50 años sin cerrar: el bar Pedro de Paradela se jubila y deja huérfano el 'paquiñismo'
¿Cuánto vale un bar que no ha cerrado ni un día en medio siglo? La respuesta, en Paradela (Lugo), no es económica: es existencial. El bar Pedro, regentado por Pedro Pérez y Olga Vázquez, echó el cierre el 21 de enero de 2025 por jubilación. En 50 años, nunca bajaron la persiana. Ni un solo día.

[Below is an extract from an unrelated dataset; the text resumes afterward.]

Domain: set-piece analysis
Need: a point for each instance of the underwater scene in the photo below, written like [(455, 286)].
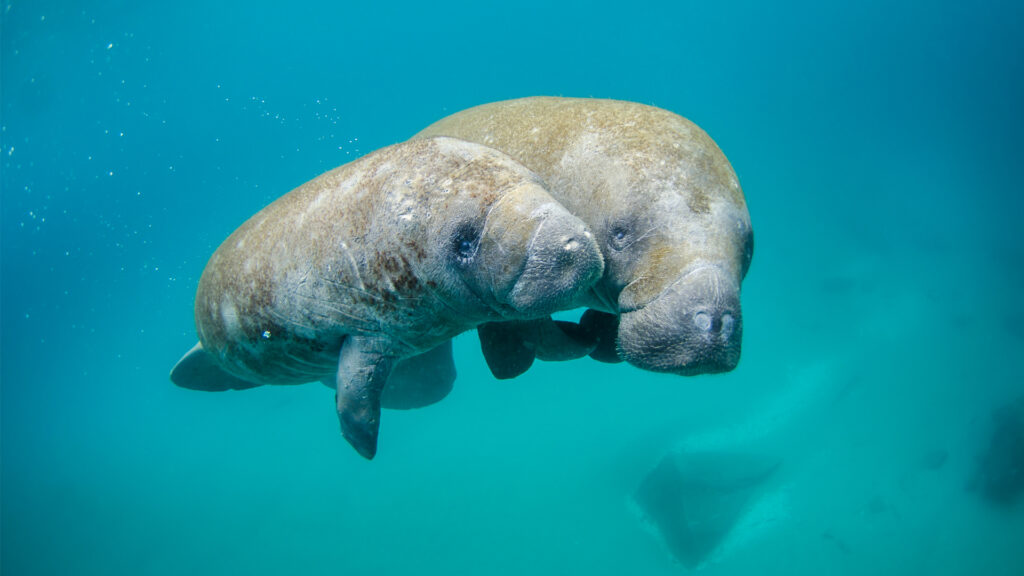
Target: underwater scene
[(867, 217)]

El 'paquiñismo' como categoría estética
La noticia, publicada por el diario local VILA, desató una curiosa corriente de análisis en redes sociales: la puntuación del 'paquiñismo' del local. El término, acuñado por aficionados a la hostelería castiza, designa un tipo de bar de pueblo con suelos de terrazo, manteles de papel, freidora con aceite de décadas y, por supuesto, el mítico 'bistec paco': una pieza de carne con textura de suela de zapato, servida sin salsa y acompañada de patatas de bolsa. El bar Pedro, según los cánones, rozaba la perfección: algunos le otorgaron un 8, otros un 10, aunque los puristas le bajaron nota por la ausencia de vitrina con ensaladilla rusa y boquerones en vinagre de varias semanas. Y, lo peor, un calendario de 2025 nuevo y sin contenido erótico.
La economía detrás del mito
Más allá del humor, el cierre del bar Pedro refleja una realidad que afecta a la hostelería rural gallega: la jubilación de autónomos que durante décadas mantuvieron abiertos negocios con márgenes ínfimos y dedicación absoluta. El bar era punto de encuentro de vecinos, peregrinos del Camino de Santiago y viajeros de paso. "Ata lles poñía música", contaba Pedro. Ahora, la calle principal de Paradela, donde llegaron a funcionar cinco bares, pierde otro. No hay relevo generacional. El local pasará a otro uso, probablemente okupado —vaticinaban algunos—, pero el 'paquiñismo' no se hereda: se extingue con quien lo vive.
Lo que queda tras 50 años de servicio ininterrumpido
Para algunos, el bar Pedro es una reliquia de otra España: la de los carajillos con barquillo, la mistela con galletas María y los futbolines con monedas de 25 pesetas. Para otros, es simplemente un negocio que funcionó porque cubría una demanda. Los dueños, según fuentes cercanas, "están podridos de pasta" —ironizaban en la conversación pública—, pero nadie discute que se lo han ganado a pulso. 50 años sin un día de baja, sin vacaciones, sin cerrar por obras. Eso no lo logra un algoritmo.
Mientras, en Barcelona, los bares de diseño abren y cierran cada seis meses. El 'paquiñismo' no entiende de cool: se jubila o se muere.